Cultura della parità
In base alla direttiva 2006/54/CE, tra le forme di discriminazione fondate sul sesso rientrano anche
le molestie e le molestie sessuali sul posto di lavoro e nella selezione di accesso.
– In merito devono essere stabilite chiare procedure
dagli Stati Membri per permettere a chi subisca discriminazione di segnalare alle autorità
competenti la mancata osservanza di tale direttiva. Il diritto del lavoratore al reclamo per mancato
rispetto del principio di parità deve essere tutelato da eventuali licenziamenti o atteggiamenti
negativi da parte del datore di lavoro (Art. 23). In base al principio di sussidiarietà sancito nell'Art.

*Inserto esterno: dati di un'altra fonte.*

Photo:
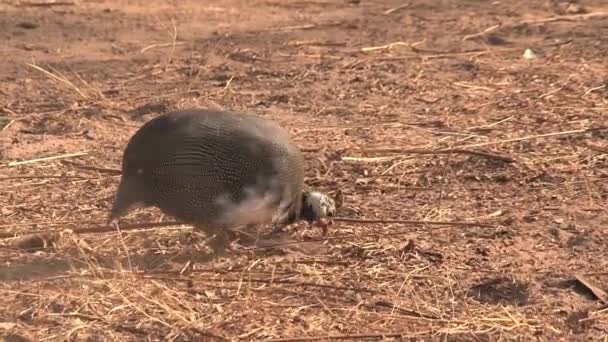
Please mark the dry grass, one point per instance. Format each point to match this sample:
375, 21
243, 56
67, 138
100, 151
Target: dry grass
474, 179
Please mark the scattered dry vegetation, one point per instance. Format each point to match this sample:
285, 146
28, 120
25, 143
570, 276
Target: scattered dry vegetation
474, 179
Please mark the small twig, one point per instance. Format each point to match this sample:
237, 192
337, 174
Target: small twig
9, 124
488, 155
597, 292
61, 156
554, 134
475, 35
594, 89
45, 177
345, 337
59, 79
432, 223
395, 9
573, 17
160, 45
384, 47
93, 168
47, 4
100, 228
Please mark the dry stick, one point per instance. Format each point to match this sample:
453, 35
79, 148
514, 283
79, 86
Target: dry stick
597, 292
45, 177
393, 10
152, 46
9, 124
572, 17
486, 31
101, 228
59, 79
460, 150
465, 148
61, 156
578, 131
431, 223
93, 168
345, 337
47, 4
98, 228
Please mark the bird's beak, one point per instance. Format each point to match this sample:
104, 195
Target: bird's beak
323, 223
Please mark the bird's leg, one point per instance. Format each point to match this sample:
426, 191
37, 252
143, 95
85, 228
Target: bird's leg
220, 239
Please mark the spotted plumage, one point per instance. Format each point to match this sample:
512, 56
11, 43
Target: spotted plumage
217, 170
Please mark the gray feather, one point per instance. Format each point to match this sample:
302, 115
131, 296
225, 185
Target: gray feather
213, 168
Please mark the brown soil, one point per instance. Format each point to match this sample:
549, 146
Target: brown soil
82, 77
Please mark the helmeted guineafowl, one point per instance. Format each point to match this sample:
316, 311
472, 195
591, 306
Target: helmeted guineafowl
217, 171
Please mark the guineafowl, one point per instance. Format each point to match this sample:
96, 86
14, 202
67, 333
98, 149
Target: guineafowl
217, 171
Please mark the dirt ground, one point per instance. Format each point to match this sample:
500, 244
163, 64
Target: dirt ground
417, 111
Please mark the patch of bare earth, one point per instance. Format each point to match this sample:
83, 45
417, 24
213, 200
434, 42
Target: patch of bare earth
418, 111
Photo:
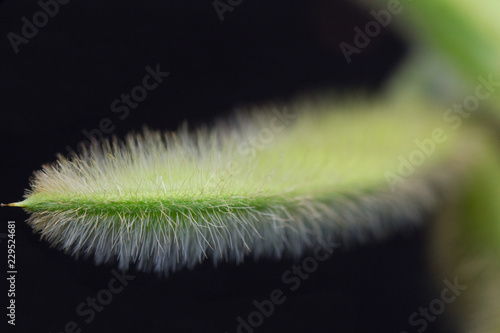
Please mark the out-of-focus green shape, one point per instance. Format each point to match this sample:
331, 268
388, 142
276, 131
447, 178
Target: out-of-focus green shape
462, 35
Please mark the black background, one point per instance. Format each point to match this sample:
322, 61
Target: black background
63, 81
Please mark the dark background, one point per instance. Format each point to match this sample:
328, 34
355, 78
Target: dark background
63, 82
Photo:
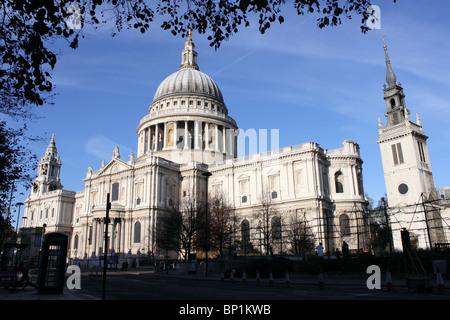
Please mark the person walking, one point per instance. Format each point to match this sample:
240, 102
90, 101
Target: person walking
319, 249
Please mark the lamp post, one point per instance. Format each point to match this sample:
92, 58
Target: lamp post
207, 175
18, 204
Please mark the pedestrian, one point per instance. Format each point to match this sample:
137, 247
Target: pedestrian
345, 249
338, 253
319, 249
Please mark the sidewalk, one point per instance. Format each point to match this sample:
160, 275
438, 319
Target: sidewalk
329, 280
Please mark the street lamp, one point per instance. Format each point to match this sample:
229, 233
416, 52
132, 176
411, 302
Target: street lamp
18, 204
207, 175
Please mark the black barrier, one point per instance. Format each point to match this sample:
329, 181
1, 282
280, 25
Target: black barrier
52, 270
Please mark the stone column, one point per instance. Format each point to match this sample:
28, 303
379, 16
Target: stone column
156, 137
186, 136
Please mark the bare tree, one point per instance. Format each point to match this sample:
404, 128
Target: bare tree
222, 221
265, 213
179, 226
299, 235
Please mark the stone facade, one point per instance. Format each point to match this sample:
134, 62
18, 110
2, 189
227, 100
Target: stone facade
188, 132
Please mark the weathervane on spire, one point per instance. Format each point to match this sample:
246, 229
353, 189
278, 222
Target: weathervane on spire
390, 76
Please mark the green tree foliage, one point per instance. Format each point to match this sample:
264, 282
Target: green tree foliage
15, 165
28, 28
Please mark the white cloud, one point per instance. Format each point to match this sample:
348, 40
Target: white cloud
102, 148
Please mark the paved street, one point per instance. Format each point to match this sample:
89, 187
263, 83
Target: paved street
150, 286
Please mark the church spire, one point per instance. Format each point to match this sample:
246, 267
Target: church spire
189, 55
390, 76
51, 149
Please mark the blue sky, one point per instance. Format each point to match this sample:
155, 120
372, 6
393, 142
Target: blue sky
311, 84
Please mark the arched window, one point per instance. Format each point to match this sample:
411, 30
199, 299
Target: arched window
339, 182
276, 228
245, 230
75, 242
137, 232
392, 103
344, 225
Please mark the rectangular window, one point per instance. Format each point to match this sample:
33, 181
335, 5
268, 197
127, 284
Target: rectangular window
397, 153
400, 153
115, 192
394, 154
421, 152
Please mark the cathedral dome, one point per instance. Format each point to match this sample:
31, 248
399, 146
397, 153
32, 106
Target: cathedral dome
188, 81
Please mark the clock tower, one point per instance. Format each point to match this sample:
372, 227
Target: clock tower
403, 146
49, 167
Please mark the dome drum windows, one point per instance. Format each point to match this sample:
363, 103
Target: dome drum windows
339, 182
187, 134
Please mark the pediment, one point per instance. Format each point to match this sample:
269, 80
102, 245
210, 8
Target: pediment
243, 177
114, 166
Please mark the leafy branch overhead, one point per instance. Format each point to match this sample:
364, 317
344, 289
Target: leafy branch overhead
28, 28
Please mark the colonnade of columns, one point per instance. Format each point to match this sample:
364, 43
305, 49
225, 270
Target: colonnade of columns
192, 135
116, 236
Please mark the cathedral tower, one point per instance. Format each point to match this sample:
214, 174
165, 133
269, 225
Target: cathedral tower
403, 146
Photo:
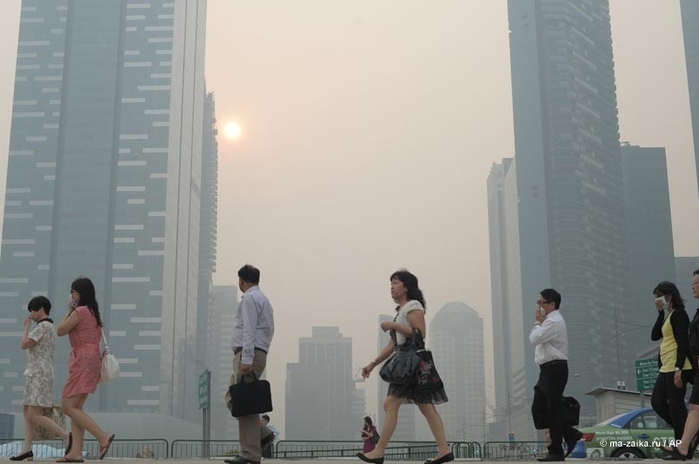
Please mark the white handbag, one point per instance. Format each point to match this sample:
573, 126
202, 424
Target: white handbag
110, 366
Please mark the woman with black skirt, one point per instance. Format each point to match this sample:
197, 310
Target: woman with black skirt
410, 314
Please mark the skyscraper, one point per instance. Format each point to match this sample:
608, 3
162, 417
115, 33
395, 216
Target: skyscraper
651, 250
502, 337
321, 403
456, 339
570, 202
690, 30
104, 180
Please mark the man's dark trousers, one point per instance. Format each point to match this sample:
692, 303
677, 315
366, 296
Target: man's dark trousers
548, 392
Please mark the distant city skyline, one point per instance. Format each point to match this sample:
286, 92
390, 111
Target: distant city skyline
690, 32
566, 221
367, 134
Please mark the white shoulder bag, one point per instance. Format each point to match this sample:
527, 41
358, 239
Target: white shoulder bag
110, 366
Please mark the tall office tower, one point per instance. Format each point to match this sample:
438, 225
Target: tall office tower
219, 358
320, 397
651, 250
405, 429
456, 339
497, 225
207, 231
684, 269
571, 213
104, 180
690, 30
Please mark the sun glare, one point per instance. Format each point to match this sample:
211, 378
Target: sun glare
232, 130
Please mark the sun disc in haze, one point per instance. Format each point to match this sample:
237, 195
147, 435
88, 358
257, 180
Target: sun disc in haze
232, 130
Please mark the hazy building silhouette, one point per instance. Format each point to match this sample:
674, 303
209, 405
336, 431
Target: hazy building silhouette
405, 429
219, 358
651, 250
501, 318
456, 339
571, 213
320, 391
104, 180
690, 30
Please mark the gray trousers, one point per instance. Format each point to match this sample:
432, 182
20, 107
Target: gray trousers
249, 428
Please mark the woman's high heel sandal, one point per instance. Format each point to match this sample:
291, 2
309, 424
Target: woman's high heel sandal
28, 456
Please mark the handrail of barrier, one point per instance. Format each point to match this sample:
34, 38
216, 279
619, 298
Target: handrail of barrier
514, 449
406, 450
467, 450
160, 448
149, 448
186, 449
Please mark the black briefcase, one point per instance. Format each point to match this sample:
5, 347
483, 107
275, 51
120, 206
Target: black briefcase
250, 397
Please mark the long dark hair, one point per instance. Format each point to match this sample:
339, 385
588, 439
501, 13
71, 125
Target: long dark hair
410, 282
86, 290
665, 288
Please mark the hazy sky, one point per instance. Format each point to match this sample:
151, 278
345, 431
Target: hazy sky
369, 129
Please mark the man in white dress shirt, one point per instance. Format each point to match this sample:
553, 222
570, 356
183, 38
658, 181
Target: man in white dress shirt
252, 336
550, 338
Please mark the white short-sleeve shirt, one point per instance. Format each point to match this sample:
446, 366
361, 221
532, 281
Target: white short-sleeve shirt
402, 317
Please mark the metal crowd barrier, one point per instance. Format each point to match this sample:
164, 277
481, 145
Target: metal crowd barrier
151, 448
159, 448
191, 449
514, 449
405, 451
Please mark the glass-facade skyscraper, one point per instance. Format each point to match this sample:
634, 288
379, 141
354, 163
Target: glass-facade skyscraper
105, 180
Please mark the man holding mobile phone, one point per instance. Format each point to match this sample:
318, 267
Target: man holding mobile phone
550, 338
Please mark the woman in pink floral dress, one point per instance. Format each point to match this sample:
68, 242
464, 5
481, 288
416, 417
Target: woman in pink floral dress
83, 326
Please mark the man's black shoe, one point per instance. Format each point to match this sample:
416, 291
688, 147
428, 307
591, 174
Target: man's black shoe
552, 457
572, 441
240, 460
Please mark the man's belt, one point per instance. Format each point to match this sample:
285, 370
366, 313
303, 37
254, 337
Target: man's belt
240, 348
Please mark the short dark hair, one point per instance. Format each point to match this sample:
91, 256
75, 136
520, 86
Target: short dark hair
665, 288
409, 280
249, 274
551, 296
38, 302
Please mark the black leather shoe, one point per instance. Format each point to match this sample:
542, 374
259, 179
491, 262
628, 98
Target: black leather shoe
240, 460
677, 456
29, 456
370, 460
70, 444
446, 458
572, 441
552, 457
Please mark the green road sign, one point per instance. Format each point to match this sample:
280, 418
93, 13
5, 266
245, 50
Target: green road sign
204, 387
646, 373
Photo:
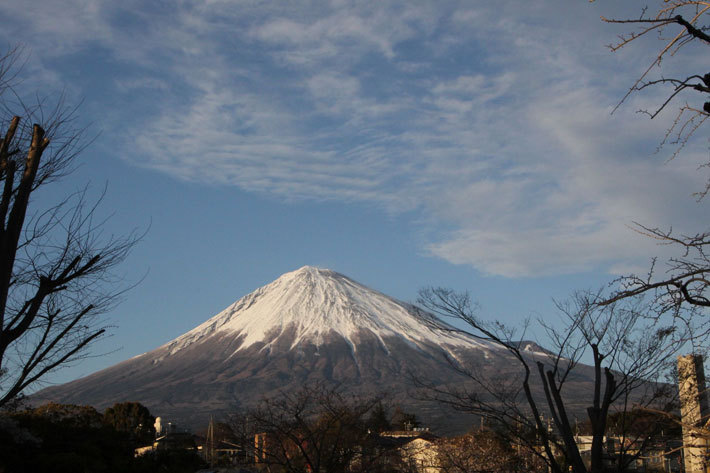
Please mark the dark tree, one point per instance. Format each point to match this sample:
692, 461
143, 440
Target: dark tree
679, 25
55, 262
629, 356
315, 429
133, 418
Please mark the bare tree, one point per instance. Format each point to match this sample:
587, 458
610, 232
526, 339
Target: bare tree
628, 355
55, 262
678, 25
478, 452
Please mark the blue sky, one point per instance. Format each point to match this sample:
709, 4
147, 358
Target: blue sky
405, 144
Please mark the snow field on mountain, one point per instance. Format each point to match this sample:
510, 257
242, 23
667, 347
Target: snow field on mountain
314, 303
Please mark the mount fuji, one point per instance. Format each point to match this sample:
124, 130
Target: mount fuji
309, 326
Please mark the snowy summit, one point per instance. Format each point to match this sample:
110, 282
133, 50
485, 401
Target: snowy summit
312, 303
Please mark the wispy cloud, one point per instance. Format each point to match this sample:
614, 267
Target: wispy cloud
492, 123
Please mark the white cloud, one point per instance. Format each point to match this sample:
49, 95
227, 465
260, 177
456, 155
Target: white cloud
491, 122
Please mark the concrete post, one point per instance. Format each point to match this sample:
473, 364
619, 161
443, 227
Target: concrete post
694, 412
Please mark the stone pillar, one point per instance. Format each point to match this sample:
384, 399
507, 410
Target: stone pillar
694, 412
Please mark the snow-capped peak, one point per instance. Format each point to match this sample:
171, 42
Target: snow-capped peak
314, 302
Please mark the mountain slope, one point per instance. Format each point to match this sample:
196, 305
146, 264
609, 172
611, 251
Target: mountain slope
309, 326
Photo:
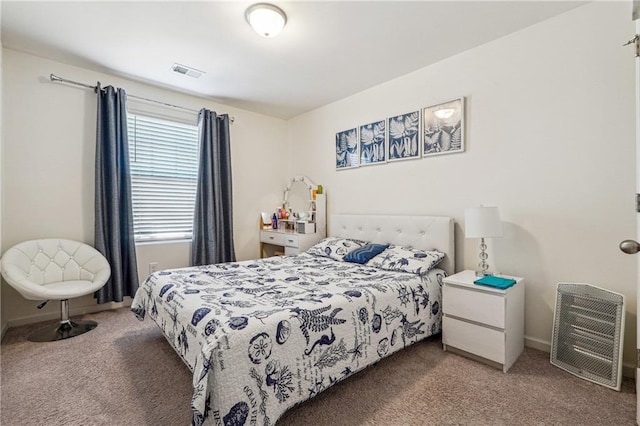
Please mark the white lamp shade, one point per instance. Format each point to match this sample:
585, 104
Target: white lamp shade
266, 19
482, 222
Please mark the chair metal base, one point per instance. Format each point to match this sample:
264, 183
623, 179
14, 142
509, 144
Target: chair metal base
63, 330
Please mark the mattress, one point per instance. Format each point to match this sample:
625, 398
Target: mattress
263, 335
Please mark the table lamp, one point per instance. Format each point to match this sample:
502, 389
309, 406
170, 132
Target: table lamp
482, 222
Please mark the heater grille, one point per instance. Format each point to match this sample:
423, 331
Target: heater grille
588, 327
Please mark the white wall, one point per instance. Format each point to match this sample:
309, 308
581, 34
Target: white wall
550, 140
3, 321
48, 168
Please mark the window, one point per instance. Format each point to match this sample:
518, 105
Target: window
164, 173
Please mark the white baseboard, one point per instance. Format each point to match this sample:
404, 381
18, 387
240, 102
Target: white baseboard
628, 370
31, 319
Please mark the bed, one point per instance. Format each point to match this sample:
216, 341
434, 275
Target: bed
263, 335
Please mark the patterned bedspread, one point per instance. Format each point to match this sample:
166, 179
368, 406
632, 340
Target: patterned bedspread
263, 335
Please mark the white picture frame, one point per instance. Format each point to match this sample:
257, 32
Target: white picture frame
404, 136
373, 143
347, 152
443, 128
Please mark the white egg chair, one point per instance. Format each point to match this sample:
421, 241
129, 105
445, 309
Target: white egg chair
55, 269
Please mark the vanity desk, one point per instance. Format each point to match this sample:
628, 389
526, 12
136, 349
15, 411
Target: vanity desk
285, 242
296, 235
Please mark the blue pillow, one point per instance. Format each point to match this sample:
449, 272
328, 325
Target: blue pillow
365, 253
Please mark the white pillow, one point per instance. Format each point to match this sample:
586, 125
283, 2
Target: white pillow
406, 259
335, 247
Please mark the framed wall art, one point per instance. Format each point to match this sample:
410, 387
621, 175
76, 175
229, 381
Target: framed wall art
347, 155
443, 128
404, 136
373, 147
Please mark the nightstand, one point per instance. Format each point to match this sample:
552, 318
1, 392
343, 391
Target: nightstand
483, 321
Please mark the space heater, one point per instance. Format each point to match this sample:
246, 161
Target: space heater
588, 328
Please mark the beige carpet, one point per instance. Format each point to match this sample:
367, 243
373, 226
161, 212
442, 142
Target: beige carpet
125, 373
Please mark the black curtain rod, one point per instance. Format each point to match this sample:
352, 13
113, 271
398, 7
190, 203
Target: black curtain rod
55, 78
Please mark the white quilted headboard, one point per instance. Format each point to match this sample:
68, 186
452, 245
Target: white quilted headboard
421, 232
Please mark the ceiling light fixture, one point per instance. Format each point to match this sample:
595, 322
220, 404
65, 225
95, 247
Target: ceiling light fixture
185, 70
266, 19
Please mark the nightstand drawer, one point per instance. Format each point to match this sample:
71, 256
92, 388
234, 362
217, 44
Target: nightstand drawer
474, 305
272, 238
291, 240
478, 340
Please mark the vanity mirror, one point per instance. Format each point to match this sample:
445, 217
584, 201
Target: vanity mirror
300, 221
298, 199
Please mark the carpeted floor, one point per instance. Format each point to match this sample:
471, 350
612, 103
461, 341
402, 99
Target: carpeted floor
125, 373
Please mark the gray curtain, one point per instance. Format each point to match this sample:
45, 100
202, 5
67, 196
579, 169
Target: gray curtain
213, 216
113, 207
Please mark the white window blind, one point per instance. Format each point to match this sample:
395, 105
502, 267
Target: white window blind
164, 172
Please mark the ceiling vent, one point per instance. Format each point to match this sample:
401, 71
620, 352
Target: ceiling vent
185, 70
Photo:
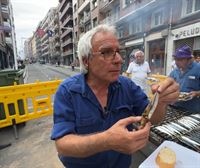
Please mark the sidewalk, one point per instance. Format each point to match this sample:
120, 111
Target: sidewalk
64, 69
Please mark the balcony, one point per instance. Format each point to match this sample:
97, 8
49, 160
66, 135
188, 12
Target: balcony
66, 32
66, 53
106, 5
5, 11
65, 43
67, 20
69, 5
87, 17
110, 20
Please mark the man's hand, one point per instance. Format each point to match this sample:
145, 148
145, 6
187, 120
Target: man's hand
168, 91
195, 93
122, 140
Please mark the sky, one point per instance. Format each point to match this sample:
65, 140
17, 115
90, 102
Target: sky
27, 15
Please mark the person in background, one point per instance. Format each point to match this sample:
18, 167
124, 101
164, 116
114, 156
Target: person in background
94, 110
187, 74
197, 58
139, 70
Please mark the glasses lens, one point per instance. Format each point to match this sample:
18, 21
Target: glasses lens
108, 54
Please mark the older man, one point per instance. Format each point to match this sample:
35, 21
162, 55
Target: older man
93, 111
187, 74
139, 70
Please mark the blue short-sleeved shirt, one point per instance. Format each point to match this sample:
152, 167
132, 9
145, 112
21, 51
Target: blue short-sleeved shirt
77, 110
188, 81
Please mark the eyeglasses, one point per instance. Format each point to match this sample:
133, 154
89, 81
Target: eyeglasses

5 del Trattato, alcuni obiettivi possono essere meglio realizzati da normative e interventi a livello
comunitario pur restando il diritto dei singoli Stati di adottare misure più forti (Art. 27).
Reclami per mancato rispetto del principio di parità
Ogni 4 anni il testo delle misure adottate dai singoli Stati Membri viene sottoposto all'Unione (Art.
31) corredato di ricerche, statistiche e buone pratiche scambiate sulla base delle quali l'Unione
pubblica una relazione di valutazione comparativa della loro efficacia.